In an interview with FOX Business on Friday, the candidate for the Republican presidential nomination said of his rising donations: "Not bad for a long shot, huh?"

Cain discussed his campaign on his campaign bus shortly before a rally in Talladega, Ala. Cain was campaigning across Alabama on Friday and Saturday; the state holds its primary on March 13.

While a FOX News poll put Cain, a former pizza chain CEO, at the head of the pack of Republican candidates, he declined to call himself the front runner.

"I would say that I am one of the front runners because, as you know, if you are within three or four or even five points (of a challenger), that can change next week from one poll to another," he said. "So I don't see myself as a clear front runner because I don't have a double digit lead. But I would say that I am right up there in the pack."

The FOX News poll, released Wednesday, found 24% of registered Republican voters favor Cain as their nominee, compared to 20% for former Massachusetts Governor Mitt Romney, 12% for former House Speaker Newt Gingrich and 10% for Texas Governor Rick Perry.

Romney reported he raised $14.2 million in the third quarter, and Perry reported $17.2 million in campaign donations for the period.

"Our money has picked up dramatically, our organization is expanding rapidly, and they had more money than me and more organization than we did before I got to this point," Cain said. "So we are just simply going to continue to execute our strategy and continue to work hard. We're building an organization very rapidly and the good news is there are a lot of good people out there and the fundraising has picked up substantially just within the last three or four weeks."

New York Times Story 'Totally False'

Republican presidential candidate Herman Cain lashed out at the New York Times on Friday, calling "totally false" a story reporting his campaign was disorganized and questioning his private sector executive experience, the foundation of his White House run.

But he acknowledged his campaign had suffered staff turnover and that at least one of the items in the Times story was accurate: that he had asked some departing staff members to sign non-disclosure agreements.

"My response to the Times article is: they don't know what they are talking about," Cain said in an interview with FOX Business. "They are trying to draw a conclusion based upon anecdotal information from some disgruntled employees."

"We have a very solid organization, the fundraising is coming in, and you are always going to have turnover when you are building a new organization, whether that is in business or whether that is in government," Cain said. "And so their accusation that we aren't managing properly, that's totally false."

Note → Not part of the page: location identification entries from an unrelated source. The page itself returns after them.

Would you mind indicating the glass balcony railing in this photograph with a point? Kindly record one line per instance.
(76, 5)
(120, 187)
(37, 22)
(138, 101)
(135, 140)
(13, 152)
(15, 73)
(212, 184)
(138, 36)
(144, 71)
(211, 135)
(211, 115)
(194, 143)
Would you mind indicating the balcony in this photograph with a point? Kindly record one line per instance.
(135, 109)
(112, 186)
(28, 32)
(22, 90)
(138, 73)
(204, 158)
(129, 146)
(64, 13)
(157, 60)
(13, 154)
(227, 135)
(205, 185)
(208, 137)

He added that "every campaign has turnover.  So what's so special about the fact that I had a few people turn over? Now, if they want to base it off that premise, look at what we've done since then.  It doesn't seem as if those people that left slowed us down, in fact our momentum has picked up dramatically."

Cain argues his business experience -- he is the former CEO of Godfather's Pizza and also was a Burger King executive -- makes him better qualified to be president than his rivals, who he says are more politicians by trade.

The lead of the Times story read: "If Herman Cain feels his management skills are up to any challenge, some of his former staff members think he should have started with the disorder of his own campaign."

You can read the entire New York Times story here.

Cain said non-disclosure forms for departing employees was a "standard business practice."

"When somebody leaves your company and they are going to get severance, they do sign a non-disclosure.  That's standard operating procedure," Cain said. "Why? Because you don't want people going out there trashing your organization and you not have some sort of recourse to make sure that they are telling the truth.  And in this case some of those people are not telling the truth, they are opening themselves up to lawsuit."

But Cain denied comments from a former campaign staff member -- quoted anonymously, like most of the sources in the Times story -- that staff had been told in an email, "Do not speak to him (Cain) unless you are spoken to."

"That's bull-feathers," Cain said. "I'm a businessman. I've been a businessman all my life.  I've always had an open door policy in everything that I've done.  How in the world could I have succeeded in over forty years in business trying to muzzle people?  That is absolutely a ridiculous claim."

However, at a press conference later Friday, Cain told reporters that he has told staff members to "shut up" when he is preparing for a speech.

He added, "If I'm preparing for a speech or preparing for a debate, they know be quiet because i'm trying to get my thoughts together. So whoever said that, that's the truth...This is how I prepare, because you want to be mentally prepared. So...yes they give me quiet time when I'm trying to prepare."